Python Write-Behind Cache — Deep Dive

Build a production write-behind cache in Python with background flushing, batch writes, failure recovery, and monitoring hooks.

Architecture

A write-behind cache has three components: the cache itself, a dirty-tracking mechanism, and a background flusher. The flusher runs on a timer or threshold and pushes accumulated changes to the persistent store.

App → Cache (immediate ack) → Dirty Set → Background Flusher → Database

The dirty set tracks which keys have been modified since the last flush. On each flush cycle, the flusher reads all dirty keys from the cache and writes them to the database in a batch.

Implementation

import json
import logging
import threading
import time
from typing import Any, Callable, Dict, Optional

import redis

logger = logging.getLogger(__name__)


class WriteBehindCache:
    """Write-behind cache with background flushing to a persistent store."""

    def __init__(
        self,
        redis_client: redis.Redis,
        flush_fn: Callable[[Dict[str, dict]], None],
        flush_interval: float = 5.0,
        flush_threshold: int = 100,
        namespace: str = "wbc",
    ):
        self.redis = redis_client
        self.flush_fn = flush_fn
        self.flush_interval = flush_interval
        self.flush_threshold = flush_threshold
        self.ns = namespace
        self._dirty_key = f"{namespace}:dirty"
        self._stop = threading.Event()
        self._flusher = threading.Thread(
            target=self._flush_loop, daemon=True, name="wbc-flusher"
        )
        self._flush_count = 0
        self._error_count = 0

    def start(self) -> None:
        """Start the background flusher."""
        self._flusher.start()
        logger.info("Write-behind flusher started (interval=%.1fs)", self.flush_interval)

    def stop(self, timeout: float = 10.0) -> None:
        """Stop the flusher and perform a final flush."""
        self._stop.set()
        self._flusher.join(timeout=timeout)
        self._flush_dirty()  # Final flush on shutdown
        logger.info("Write-behind flusher stopped (total flushes: %d)", self._flush_count)

    def write(self, key: str, data: dict, ttl: int = 3600) -> None:
        """Write to cache immediately, mark as dirty for later flush."""
        cache_key = f"{self.ns}:data:{key}"
        self.redis.setex(cache_key, ttl, json.dumps(data))
        self.redis.sadd(self._dirty_key, key)

        # Check threshold
        dirty_count = self.redis.scard(self._dirty_key)
        if dirty_count >= self.flush_threshold:
            threading.Thread(target=self._flush_dirty, daemon=True).start()

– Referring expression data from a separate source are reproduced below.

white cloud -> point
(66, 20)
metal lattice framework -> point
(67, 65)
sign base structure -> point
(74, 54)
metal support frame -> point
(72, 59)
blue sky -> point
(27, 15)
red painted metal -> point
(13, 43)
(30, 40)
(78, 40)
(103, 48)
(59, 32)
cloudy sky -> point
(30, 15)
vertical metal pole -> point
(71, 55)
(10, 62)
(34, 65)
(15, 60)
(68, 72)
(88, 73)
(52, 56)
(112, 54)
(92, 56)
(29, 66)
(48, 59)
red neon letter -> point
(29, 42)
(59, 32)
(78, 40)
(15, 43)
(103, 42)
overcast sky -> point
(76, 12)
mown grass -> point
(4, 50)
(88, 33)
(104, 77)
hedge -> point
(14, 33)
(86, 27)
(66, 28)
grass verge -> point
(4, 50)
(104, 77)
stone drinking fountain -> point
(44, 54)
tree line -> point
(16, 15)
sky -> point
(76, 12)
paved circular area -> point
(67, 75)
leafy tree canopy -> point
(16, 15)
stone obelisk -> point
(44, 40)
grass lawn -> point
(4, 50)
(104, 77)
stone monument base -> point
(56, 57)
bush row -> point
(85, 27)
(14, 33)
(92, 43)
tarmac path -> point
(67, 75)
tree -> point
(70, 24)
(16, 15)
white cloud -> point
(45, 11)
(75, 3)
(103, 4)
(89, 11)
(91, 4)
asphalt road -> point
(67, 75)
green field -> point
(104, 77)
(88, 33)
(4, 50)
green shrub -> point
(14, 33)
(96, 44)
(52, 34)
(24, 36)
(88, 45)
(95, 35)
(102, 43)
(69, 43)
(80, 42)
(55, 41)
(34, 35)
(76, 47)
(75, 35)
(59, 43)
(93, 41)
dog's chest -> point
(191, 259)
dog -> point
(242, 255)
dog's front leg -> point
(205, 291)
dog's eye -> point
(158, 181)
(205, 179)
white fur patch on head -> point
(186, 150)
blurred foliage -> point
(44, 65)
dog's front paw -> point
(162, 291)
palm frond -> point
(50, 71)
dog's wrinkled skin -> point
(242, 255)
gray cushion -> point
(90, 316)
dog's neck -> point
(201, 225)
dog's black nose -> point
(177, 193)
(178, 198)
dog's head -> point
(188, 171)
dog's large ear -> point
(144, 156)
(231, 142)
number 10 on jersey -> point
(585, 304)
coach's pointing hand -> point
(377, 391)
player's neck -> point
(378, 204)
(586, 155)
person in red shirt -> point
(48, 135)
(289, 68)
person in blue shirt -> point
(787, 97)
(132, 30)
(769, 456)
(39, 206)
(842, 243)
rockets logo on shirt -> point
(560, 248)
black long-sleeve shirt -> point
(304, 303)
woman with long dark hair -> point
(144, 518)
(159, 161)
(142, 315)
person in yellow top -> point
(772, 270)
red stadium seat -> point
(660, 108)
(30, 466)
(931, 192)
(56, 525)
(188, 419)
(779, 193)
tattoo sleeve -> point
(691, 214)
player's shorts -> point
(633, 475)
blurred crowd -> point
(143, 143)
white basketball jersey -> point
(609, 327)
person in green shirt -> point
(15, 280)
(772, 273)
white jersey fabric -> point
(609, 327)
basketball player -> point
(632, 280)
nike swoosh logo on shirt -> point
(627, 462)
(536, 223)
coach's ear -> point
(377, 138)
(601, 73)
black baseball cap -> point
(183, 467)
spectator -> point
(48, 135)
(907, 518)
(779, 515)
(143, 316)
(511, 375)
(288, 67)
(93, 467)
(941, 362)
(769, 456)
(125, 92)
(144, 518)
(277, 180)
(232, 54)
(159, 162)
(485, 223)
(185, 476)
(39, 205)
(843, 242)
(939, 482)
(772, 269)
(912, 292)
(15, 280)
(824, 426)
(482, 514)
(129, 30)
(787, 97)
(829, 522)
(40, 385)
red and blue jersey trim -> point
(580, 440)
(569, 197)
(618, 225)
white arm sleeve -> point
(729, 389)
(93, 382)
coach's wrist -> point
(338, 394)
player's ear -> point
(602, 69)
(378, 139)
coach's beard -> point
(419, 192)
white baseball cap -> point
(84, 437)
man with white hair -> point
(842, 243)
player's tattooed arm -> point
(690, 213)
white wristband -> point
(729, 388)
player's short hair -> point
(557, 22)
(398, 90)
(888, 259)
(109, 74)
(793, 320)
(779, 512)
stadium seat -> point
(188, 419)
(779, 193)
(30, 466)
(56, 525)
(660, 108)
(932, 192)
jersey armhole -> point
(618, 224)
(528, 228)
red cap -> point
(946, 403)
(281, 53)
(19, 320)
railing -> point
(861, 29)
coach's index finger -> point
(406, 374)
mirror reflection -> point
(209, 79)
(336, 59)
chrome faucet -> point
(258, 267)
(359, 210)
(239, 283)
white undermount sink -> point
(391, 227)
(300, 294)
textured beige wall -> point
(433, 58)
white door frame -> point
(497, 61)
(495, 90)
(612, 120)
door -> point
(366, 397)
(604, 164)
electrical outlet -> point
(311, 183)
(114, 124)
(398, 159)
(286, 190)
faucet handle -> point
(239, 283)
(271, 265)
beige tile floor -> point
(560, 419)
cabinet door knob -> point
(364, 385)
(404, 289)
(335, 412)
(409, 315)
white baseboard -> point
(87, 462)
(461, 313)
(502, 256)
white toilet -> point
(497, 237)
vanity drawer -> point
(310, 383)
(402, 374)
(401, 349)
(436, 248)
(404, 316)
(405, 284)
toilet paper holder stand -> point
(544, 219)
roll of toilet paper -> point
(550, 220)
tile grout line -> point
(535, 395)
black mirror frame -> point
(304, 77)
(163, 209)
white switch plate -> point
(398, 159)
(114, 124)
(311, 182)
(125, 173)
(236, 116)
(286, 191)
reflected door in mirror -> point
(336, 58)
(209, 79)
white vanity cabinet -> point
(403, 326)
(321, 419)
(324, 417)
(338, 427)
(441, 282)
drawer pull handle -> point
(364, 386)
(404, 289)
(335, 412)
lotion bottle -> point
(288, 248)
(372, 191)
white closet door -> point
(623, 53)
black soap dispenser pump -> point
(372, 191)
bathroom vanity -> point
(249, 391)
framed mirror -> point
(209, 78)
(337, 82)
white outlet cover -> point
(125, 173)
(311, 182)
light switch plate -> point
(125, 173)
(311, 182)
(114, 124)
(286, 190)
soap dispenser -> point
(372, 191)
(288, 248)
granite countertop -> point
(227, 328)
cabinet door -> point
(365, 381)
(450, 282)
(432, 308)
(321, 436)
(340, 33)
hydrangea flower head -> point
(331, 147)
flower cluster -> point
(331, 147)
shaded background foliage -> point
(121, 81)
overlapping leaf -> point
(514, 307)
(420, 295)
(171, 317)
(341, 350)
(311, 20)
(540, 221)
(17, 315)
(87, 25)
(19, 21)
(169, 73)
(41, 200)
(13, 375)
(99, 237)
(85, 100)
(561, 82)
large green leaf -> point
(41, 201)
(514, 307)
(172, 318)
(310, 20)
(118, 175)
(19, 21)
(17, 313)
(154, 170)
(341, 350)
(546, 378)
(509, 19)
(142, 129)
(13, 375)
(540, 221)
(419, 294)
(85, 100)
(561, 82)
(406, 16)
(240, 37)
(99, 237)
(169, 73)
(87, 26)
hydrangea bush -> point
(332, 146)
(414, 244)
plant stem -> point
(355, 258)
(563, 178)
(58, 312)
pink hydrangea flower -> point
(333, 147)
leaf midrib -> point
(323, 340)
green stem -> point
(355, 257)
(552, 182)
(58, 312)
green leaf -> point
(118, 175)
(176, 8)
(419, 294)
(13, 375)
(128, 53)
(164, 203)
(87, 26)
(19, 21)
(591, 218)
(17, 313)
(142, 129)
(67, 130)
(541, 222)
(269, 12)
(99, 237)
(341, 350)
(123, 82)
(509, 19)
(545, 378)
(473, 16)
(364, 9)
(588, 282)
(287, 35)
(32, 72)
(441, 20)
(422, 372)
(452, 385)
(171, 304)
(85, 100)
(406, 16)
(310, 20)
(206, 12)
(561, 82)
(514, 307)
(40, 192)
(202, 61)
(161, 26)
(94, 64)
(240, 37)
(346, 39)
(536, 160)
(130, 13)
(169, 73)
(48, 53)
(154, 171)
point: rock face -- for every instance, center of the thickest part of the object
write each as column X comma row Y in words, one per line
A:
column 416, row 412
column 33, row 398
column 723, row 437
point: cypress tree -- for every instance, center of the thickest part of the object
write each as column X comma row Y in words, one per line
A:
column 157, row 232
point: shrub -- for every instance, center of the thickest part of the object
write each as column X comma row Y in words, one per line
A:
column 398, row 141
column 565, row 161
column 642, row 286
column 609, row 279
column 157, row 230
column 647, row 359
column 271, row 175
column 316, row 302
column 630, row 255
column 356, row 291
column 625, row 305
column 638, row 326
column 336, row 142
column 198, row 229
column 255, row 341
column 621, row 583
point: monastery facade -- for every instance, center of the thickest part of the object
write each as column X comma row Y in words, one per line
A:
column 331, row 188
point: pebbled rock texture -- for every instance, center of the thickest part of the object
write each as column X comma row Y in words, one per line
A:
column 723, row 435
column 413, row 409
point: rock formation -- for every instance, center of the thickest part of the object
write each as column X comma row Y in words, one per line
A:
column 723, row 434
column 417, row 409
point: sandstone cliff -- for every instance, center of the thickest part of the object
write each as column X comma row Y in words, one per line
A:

    def read(self, key: str) -> Optional[dict]:
        """Read from cache (always reflects latest writes)."""
        cache_key = f"{self.ns}:data:{key}"
        raw = self.redis.get(cache_key)
        if raw is None:
            return None
        return json.loads(raw)

    def _flush_loop(self) -> None:
        """Background loop that flushes dirty entries periodically."""
        while not self._stop.is_set():
            self._stop.wait(timeout=self.flush_interval)
            if not self._stop.is_set():
                self._flush_dirty()

    def _flush_dirty(self) -> None:
        """Collect dirty keys and flush to the backing store."""
        # Atomically grab all dirty keys and clear the set
        pipe = self.redis.pipeline()
        pipe.smembers(self._dirty_key)
        pipe.delete(self._dirty_key)
        results = pipe.execute()
        dirty_keys: set = results[0]

        if not dirty_keys:
            return

        # Read current values for all dirty keys
        batch: Dict[str, dict] = {}
        for key in dirty_keys:
            key_str = key.decode() if isinstance(key, bytes) else key
            cache_key = f"{self.ns}:data:{key_str}"
            raw = self.redis.get(cache_key)
            if raw is not None:
                batch[key_str] = json.loads(raw)

        if not batch:
            return

        try:
            self.flush_fn(batch)
            self._flush_count += 1
            logger.info("Flushed %d entries to backing store", len(batch))
        except Exception:
            # Re-add keys to dirty set for retry on next cycle
            logger.exception("Flush failed for %d entries, re-queuing", len(batch))
            self._error_count += 1
            if dirty_keys:
                self.redis.sadd(self._dirty_key, *dirty_keys)

    @property
    def stats(self) -> dict:
        """Return operational statistics."""
        return {
            "flush_count": self._flush_count,
            "error_count": self._error_count,
            "pending_dirty": self.redis.scard(self._dirty_key),
        }

Database flush function

The flush_fn callback receives a dictionary of key-value pairs and must persist them. Here’s an example using SQLAlchemy’s bulk operations:

from sqlalchemy.dialects.postgresql import insert
from sqlalchemy.orm import Session


def create_flush_fn(session_factory):
    """Create a flush function that bulk-upserts to PostgreSQL."""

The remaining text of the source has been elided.